Prosecutors’ Argument
Prosecutors argue that Soghomonian is a danger to the community and a flight risk and should remain detained.
“The risk to the structure and the lives of the building’s occupants was substantial, showing the defendant’s disregard for the safety of the building’s occupants and the community at large,” Assistant U.S. Attorney Matthew Lasher wrote in his court petition. “The defendant then fled the area to avoid detection and apprehension.”
In August, Illinois State Police who had stopped Soghomonian for a possible traffic violation seized an AK-47 rifle and two magazines from his vehicle, along with 11.5 grams of cannabis and a book titled “How to Blow up a Pipeline,” prosecutors say. The book makes “an impassioned call for the climate movement to escalate its tactics in the face of ecological collapse.”
During the traffic stop, Soghomonian produced an invalid Oregon driver’s license, prosecutors say. He told police he was traveling to the West Coast.
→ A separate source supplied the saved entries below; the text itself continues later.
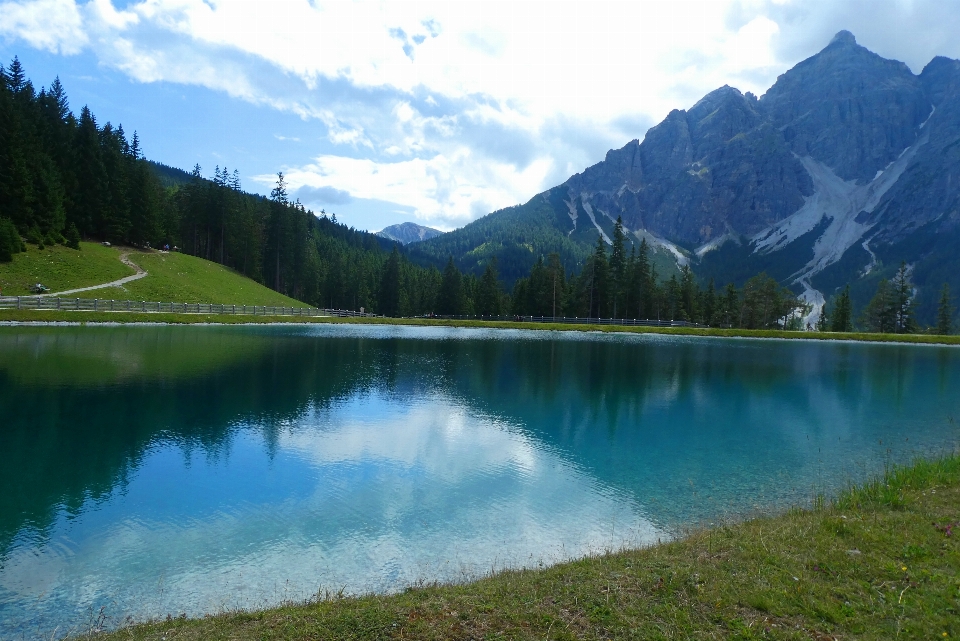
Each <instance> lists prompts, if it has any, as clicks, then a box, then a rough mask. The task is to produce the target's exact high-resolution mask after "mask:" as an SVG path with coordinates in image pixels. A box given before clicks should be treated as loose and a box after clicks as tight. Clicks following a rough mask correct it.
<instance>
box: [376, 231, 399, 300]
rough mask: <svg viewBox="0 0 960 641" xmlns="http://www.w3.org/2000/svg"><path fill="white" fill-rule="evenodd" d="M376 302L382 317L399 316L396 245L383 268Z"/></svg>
mask: <svg viewBox="0 0 960 641" xmlns="http://www.w3.org/2000/svg"><path fill="white" fill-rule="evenodd" d="M377 300H378V301H379V303H380V310H379V311H380V313H381V314H383V315H384V316H391V317H396V316H399V315H400V252H399V251H397V247H396V245H394V247H393V252H392V253H391V254H390V257H389V258H388V259H387V262H386V263H385V264H384V266H383V275H382V276H381V277H380V294H379V296H378V297H377Z"/></svg>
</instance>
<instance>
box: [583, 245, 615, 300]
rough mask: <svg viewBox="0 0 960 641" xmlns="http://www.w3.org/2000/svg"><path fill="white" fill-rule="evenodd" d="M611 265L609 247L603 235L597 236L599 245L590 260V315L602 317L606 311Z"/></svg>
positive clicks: (607, 299)
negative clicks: (607, 250)
mask: <svg viewBox="0 0 960 641" xmlns="http://www.w3.org/2000/svg"><path fill="white" fill-rule="evenodd" d="M609 275H610V266H609V264H608V263H607V248H606V245H605V244H604V241H603V236H602V235H598V236H597V246H596V248H595V249H594V250H593V257H592V258H591V260H590V305H589V310H590V311H589V312H588V314H589V316H590V317H591V318H600V317H601V316H602V315H603V314H604V312H605V311H606V303H607V300H608V298H607V295H608V293H609V292H608V285H609V282H608V281H609Z"/></svg>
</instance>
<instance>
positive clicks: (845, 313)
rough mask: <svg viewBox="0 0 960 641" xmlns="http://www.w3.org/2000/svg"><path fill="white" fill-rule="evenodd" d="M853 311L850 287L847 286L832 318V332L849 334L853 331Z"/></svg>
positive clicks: (840, 299) (841, 295)
mask: <svg viewBox="0 0 960 641" xmlns="http://www.w3.org/2000/svg"><path fill="white" fill-rule="evenodd" d="M852 317H853V313H852V309H851V303H850V285H847V286H846V287H845V288H844V289H843V292H841V293H840V296H838V297H837V305H836V309H834V311H833V317H832V318H831V323H830V330H831V331H834V332H849V331H852V330H853V322H852V320H851V319H852Z"/></svg>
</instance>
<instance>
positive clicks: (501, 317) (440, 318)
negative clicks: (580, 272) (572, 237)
mask: <svg viewBox="0 0 960 641" xmlns="http://www.w3.org/2000/svg"><path fill="white" fill-rule="evenodd" d="M417 318H440V319H445V320H489V321H515V322H523V323H570V324H578V325H627V326H643V327H709V326H708V325H700V324H698V323H691V322H689V321H676V320H669V321H668V320H649V319H635V318H570V317H566V316H562V317H561V316H438V315H435V314H432V315H429V316H417Z"/></svg>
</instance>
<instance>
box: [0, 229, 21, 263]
mask: <svg viewBox="0 0 960 641" xmlns="http://www.w3.org/2000/svg"><path fill="white" fill-rule="evenodd" d="M23 249H24V248H23V241H21V240H20V232H18V231H17V228H16V226H15V225H14V224H13V223H12V222H11V221H10V220H8V219H6V218H0V263H9V262H10V261H12V260H13V255H14V254H19V253H20V252H21V251H23Z"/></svg>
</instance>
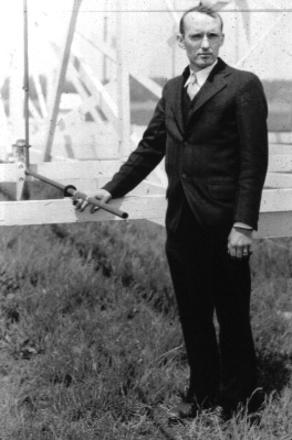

In August alone, his vehicle had been in New York, then Illinois, California and Pennsylvania, Lasher wrote in his petition.
When Soghomonian was in his mid-teens, he was detained for an assault with a firearm in Glendale, California, in 2005, according to prosecutors, who say the case appears to have been later dismissed.
“In other words, defendant has a history of itinerancy, firearms possession, and lack of candor with law enforcement, all exacerbating his risk of flight,” Lasher wrote.